RAHMİ ÖĞDÜL
18.09.2014
Sam Peckinpah’ın filminin afişi sanki: Torbalarda kesik kafalar taşıyan kelle avcıları. Kesik kafaların ya da kafa kesmelerin gündemden düşmediği bir zamanda Aile ve Sosyal Politikalar Bakanlığı’nın görsel dili mi sürçtü? Yoksa hazırladığı afişle, sürüden ayrı, tek başına yaşayanlara gözdağı mı vermek istiyor? Bir dehşet salma ve sindirme yöntemi olarak kafa kesen ve kestiği kafaları sosyal medyada gözümüzün içine sokan İslamcı terörist grubun yöntemini mi kullanıyor Bakanlık? Neden olmasın? “Yalnızlığın Biçimleri” başlıklı yazımda, yanlışlıkla Foucault’ya atfettiğim, oysa söyleşi sırasında Richard Sennett’in tanımlaması olan üç tür yalnızlıktan bahsederken, sadece iktidarın dayattığı yalnızlık üzerinde durmuştum.
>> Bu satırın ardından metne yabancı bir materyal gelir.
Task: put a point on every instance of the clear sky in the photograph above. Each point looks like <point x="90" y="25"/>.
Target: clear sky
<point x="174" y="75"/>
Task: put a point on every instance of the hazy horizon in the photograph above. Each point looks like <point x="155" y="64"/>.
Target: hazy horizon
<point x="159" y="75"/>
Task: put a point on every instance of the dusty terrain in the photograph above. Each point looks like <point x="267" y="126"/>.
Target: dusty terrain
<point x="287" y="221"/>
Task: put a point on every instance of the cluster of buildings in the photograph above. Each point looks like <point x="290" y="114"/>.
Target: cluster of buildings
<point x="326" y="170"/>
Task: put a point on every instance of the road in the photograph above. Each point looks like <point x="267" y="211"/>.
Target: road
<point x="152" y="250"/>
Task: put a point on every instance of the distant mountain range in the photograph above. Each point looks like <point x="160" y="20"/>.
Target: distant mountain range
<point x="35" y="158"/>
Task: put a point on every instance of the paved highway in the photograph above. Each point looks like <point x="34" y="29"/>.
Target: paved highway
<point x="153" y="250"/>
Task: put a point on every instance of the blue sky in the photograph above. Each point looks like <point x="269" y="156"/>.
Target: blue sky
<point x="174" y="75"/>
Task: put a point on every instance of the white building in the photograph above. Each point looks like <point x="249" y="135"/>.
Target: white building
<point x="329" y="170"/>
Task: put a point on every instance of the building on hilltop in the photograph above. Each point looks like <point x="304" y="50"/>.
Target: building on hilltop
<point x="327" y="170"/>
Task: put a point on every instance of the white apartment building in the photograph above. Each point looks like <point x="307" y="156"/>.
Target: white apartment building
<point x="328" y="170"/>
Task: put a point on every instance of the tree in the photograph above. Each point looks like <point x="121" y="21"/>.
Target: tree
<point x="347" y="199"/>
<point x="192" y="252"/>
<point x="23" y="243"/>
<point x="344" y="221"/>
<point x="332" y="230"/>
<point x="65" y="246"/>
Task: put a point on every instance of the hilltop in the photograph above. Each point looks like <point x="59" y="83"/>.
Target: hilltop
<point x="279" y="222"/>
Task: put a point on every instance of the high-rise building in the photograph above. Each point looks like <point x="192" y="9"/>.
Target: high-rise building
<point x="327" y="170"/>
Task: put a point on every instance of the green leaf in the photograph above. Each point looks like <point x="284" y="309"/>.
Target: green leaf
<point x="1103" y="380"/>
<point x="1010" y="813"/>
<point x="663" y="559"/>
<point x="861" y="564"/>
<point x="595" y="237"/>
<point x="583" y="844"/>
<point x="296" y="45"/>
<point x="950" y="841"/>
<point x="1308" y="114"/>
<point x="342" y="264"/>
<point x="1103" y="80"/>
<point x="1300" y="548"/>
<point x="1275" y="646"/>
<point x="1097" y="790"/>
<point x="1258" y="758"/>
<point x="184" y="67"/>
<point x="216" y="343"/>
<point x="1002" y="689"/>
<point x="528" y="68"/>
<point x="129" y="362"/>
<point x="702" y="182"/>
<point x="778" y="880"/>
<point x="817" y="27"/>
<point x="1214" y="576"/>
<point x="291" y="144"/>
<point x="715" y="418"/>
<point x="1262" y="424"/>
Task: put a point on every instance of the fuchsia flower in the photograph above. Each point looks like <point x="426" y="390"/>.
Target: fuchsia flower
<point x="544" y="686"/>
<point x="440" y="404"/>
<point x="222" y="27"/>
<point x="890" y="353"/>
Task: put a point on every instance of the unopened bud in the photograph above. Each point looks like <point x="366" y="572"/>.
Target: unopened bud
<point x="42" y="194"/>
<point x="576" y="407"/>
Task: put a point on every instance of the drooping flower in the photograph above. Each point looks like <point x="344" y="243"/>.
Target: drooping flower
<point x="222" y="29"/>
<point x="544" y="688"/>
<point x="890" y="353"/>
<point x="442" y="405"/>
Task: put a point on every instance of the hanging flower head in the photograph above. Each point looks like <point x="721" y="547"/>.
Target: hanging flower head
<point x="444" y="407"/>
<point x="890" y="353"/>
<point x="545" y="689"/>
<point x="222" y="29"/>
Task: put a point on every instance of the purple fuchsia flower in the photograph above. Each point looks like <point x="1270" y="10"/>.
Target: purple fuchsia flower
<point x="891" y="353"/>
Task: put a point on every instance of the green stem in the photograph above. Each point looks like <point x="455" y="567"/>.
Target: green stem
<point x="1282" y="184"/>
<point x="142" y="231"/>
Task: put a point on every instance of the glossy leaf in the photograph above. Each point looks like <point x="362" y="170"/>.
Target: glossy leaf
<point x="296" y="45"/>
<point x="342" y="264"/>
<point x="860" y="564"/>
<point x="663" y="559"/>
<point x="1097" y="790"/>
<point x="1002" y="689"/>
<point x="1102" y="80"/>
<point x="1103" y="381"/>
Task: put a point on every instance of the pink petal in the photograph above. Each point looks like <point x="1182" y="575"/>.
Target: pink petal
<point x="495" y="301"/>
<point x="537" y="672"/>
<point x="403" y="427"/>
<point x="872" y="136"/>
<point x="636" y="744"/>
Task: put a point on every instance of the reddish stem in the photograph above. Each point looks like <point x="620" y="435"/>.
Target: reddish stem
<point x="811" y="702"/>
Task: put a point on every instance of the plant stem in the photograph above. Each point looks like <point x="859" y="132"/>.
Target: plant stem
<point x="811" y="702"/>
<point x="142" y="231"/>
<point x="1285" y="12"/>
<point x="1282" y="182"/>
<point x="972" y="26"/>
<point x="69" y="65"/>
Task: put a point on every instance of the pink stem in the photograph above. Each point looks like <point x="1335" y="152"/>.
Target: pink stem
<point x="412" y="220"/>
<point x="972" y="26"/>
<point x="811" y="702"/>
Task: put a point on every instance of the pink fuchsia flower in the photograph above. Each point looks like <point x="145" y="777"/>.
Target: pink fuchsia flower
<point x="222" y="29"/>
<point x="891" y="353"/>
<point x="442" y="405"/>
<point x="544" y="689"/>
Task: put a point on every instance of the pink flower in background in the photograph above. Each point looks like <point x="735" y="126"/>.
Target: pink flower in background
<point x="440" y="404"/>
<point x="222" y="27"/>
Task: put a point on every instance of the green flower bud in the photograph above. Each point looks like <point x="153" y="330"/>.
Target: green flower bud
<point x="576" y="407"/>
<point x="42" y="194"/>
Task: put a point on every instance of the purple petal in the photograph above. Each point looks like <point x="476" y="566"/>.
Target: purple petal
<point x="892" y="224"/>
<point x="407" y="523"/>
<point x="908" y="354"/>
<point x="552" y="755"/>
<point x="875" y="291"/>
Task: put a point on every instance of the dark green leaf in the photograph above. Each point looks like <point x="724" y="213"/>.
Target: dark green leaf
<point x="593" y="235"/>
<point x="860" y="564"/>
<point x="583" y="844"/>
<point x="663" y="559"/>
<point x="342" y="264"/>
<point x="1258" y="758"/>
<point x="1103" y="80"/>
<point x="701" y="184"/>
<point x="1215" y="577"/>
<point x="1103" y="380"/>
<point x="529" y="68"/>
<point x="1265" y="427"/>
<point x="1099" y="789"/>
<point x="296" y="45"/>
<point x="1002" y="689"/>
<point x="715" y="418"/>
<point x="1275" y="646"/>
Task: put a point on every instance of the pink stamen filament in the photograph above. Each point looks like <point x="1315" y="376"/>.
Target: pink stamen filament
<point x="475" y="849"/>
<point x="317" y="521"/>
Bir de iktidarı, iktidar sahiplerini korkutan yalnızlık var: Düş gören, düşünen ve başkaldıran insanın yalnızlığı. İktidarın tecridi sevdiğini yazmıştım, ama iktidar şimdi bir karşı hamleyle tek başınalığı, yalnızlığı yok etmeye çalıştığı izlenimi veriyor. Yoksa başkaldıran insanın yalnızlığını mı hedefliyor ve kesik kafalarla dehşet salıp tek başına duran ve sürüye katılmayanları, eleştirel düşünce gücünü yitirenler ve koşulsuz iktidara boyun eğenler sürüsüne mi katılmaya zorluyor?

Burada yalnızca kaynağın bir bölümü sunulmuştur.